Over the holidays people spent two weeks with a tree in their house that they would not be able to identify if they saw it in the forest. Christmas trees, and holiday wreathes are usually evergreen trees from the group called conifers. Conifers are an ancient group of trees that have been present in the earth’s forests for over 400 million years. They have a well adapted system of survival that has allowed them to prosper up till the present time.

Typically your needled evergreen will be one of three species of trees, pines, spruces, or firs. The easiest way to tell them apart is to have a close look at their needles. Needles are the equivalent of leaves and perform all the usual leaf functions of photosynthesis and water transpiration. Needles have the following distinguishing features that allow you to identify your tree: length, colour and shape.
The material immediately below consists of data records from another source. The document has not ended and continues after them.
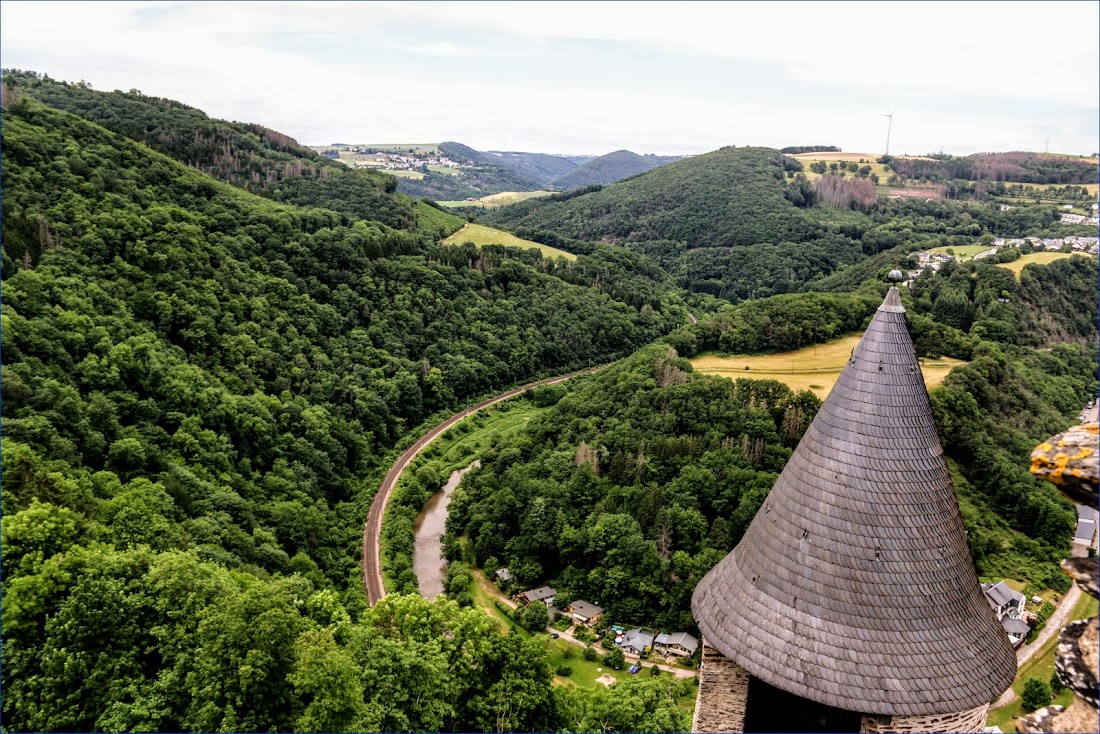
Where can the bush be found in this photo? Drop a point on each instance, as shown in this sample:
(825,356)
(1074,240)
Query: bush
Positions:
(1036,694)
(615,659)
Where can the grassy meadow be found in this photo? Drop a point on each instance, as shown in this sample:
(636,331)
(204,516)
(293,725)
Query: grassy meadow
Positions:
(481,234)
(963,252)
(812,368)
(494,200)
(1041,258)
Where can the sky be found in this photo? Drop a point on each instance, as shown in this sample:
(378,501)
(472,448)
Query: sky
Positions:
(589,78)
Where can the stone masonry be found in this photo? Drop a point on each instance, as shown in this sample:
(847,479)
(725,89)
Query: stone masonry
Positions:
(723,692)
(966,721)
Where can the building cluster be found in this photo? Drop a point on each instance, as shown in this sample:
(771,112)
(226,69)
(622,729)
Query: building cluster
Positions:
(634,642)
(1068,218)
(1010,607)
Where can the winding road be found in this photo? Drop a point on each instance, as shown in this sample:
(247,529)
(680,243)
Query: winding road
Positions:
(372,529)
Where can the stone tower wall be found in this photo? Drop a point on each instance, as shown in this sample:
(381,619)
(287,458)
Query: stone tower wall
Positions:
(723,691)
(965,721)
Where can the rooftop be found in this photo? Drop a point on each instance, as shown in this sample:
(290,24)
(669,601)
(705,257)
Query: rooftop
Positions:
(854,584)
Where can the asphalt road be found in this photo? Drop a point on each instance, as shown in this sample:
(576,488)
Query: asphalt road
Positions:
(372,529)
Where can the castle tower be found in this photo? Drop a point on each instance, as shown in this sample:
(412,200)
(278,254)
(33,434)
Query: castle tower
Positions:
(851,603)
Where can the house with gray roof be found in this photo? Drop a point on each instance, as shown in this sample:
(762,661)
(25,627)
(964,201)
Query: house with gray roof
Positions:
(1016,630)
(636,642)
(679,643)
(584,613)
(1086,532)
(1004,601)
(543,594)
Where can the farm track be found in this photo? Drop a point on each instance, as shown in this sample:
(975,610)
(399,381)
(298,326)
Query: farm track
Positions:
(372,529)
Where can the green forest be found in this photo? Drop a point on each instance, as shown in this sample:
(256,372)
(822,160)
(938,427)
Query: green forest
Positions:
(200,386)
(644,477)
(215,342)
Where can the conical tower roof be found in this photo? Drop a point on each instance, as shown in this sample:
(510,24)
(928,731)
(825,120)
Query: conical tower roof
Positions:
(854,585)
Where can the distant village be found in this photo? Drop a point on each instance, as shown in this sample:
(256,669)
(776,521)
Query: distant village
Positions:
(582,617)
(389,160)
(935,260)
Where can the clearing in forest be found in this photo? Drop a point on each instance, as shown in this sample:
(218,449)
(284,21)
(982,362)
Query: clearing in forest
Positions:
(963,252)
(814,368)
(1041,258)
(481,236)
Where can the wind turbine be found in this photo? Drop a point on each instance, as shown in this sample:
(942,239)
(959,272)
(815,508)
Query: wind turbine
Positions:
(889,127)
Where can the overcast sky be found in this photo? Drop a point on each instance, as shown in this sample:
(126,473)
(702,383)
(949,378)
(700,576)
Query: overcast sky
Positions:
(562,77)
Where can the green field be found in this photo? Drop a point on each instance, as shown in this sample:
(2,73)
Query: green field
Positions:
(963,252)
(1040,666)
(476,435)
(879,168)
(1041,258)
(812,368)
(494,199)
(482,236)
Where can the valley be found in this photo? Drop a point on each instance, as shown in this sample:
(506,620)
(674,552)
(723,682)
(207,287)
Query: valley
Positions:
(237,370)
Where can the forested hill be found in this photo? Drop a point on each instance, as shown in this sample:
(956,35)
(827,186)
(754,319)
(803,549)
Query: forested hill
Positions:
(252,156)
(612,167)
(729,197)
(197,384)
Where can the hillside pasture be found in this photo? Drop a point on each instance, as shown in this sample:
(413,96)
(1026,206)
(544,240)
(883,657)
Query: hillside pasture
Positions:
(878,168)
(815,368)
(1040,258)
(963,252)
(482,236)
(494,200)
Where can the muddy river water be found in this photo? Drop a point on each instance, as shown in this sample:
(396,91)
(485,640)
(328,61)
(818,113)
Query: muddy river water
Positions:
(428,560)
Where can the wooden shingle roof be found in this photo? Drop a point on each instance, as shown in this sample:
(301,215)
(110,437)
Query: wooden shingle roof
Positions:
(854,585)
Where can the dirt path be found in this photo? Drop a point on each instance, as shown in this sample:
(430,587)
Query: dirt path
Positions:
(372,529)
(496,593)
(1054,626)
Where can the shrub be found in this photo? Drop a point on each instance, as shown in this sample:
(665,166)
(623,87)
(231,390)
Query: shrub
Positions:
(615,659)
(1036,694)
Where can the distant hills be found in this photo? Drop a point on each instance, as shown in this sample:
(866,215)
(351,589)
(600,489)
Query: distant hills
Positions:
(492,172)
(609,168)
(732,196)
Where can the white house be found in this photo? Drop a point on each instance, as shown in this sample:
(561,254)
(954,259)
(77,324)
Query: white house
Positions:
(636,642)
(1004,601)
(679,643)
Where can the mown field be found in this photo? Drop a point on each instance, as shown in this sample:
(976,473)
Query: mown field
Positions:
(963,252)
(481,234)
(868,159)
(494,200)
(1041,258)
(812,368)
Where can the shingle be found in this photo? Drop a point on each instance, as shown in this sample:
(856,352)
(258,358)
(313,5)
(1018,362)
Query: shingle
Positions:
(908,633)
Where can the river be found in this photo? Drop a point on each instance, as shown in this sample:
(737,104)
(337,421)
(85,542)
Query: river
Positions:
(428,560)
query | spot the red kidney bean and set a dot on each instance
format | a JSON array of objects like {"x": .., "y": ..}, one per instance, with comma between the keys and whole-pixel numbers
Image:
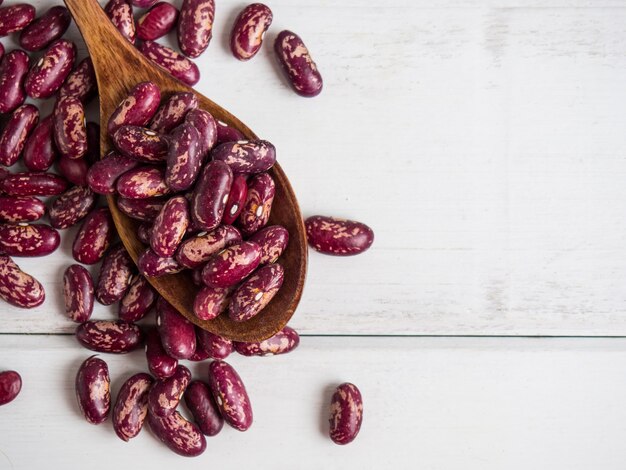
[
  {"x": 258, "y": 205},
  {"x": 249, "y": 29},
  {"x": 169, "y": 227},
  {"x": 159, "y": 20},
  {"x": 115, "y": 275},
  {"x": 137, "y": 108},
  {"x": 138, "y": 300},
  {"x": 103, "y": 175},
  {"x": 15, "y": 133},
  {"x": 121, "y": 14},
  {"x": 195, "y": 26},
  {"x": 346, "y": 414},
  {"x": 178, "y": 334},
  {"x": 78, "y": 292},
  {"x": 10, "y": 386},
  {"x": 21, "y": 209},
  {"x": 338, "y": 237},
  {"x": 131, "y": 406},
  {"x": 171, "y": 61},
  {"x": 230, "y": 395},
  {"x": 273, "y": 240},
  {"x": 183, "y": 158},
  {"x": 143, "y": 182},
  {"x": 173, "y": 111},
  {"x": 94, "y": 236},
  {"x": 48, "y": 74},
  {"x": 47, "y": 28},
  {"x": 81, "y": 82},
  {"x": 141, "y": 144},
  {"x": 15, "y": 18},
  {"x": 39, "y": 150},
  {"x": 286, "y": 340},
  {"x": 17, "y": 287},
  {"x": 70, "y": 133},
  {"x": 202, "y": 405},
  {"x": 118, "y": 336},
  {"x": 232, "y": 265},
  {"x": 13, "y": 70},
  {"x": 166, "y": 394},
  {"x": 33, "y": 184},
  {"x": 297, "y": 64},
  {"x": 210, "y": 195},
  {"x": 28, "y": 239},
  {"x": 71, "y": 207},
  {"x": 159, "y": 363},
  {"x": 181, "y": 436}
]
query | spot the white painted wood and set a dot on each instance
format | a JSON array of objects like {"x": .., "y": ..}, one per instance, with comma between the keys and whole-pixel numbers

Pines have the longest needles, 5cm ( 2 in ) or more in length, grouped in bundles that contain various numbers of individual needles. White pines will have 5 needles in a bundle, red pines will have three needles and Scots pines will have 2 needles with a pronounced twist. Jack pines have two shorter needles with no twist to them. Pine needles may have a yellow tinge to them in winter. Most trees for the holiday trade will have colour applied to give them a blue green hue.

Spruces have shorter, 2.5 cm ( 1 in ), needles that are thick and four sided when you break one in half. They may have a slightly skunky smell. You can also easily roll them between your fingers because they are four sided and not flat. They may be very sharp and waxy blue on a blue spruce or smaller and green on a white spruce. Black spruce needles are generally the shortest and may be dark green.

Firs have shorter needles than pines, similar in size to spruce needles. Fir needles are flat and when you break one in half it is decidedly flattened. You can not roll them in your fingers like a spruce tree and they have a strong aroma.

There are many exceptions to these rules as genetics and environment can create a great variety of forms. There are also other species of conifers that have different features than described. These few key points should have you headed in the right direction whether it’s in the forest or just out looking at the last handful of needles from under the couch.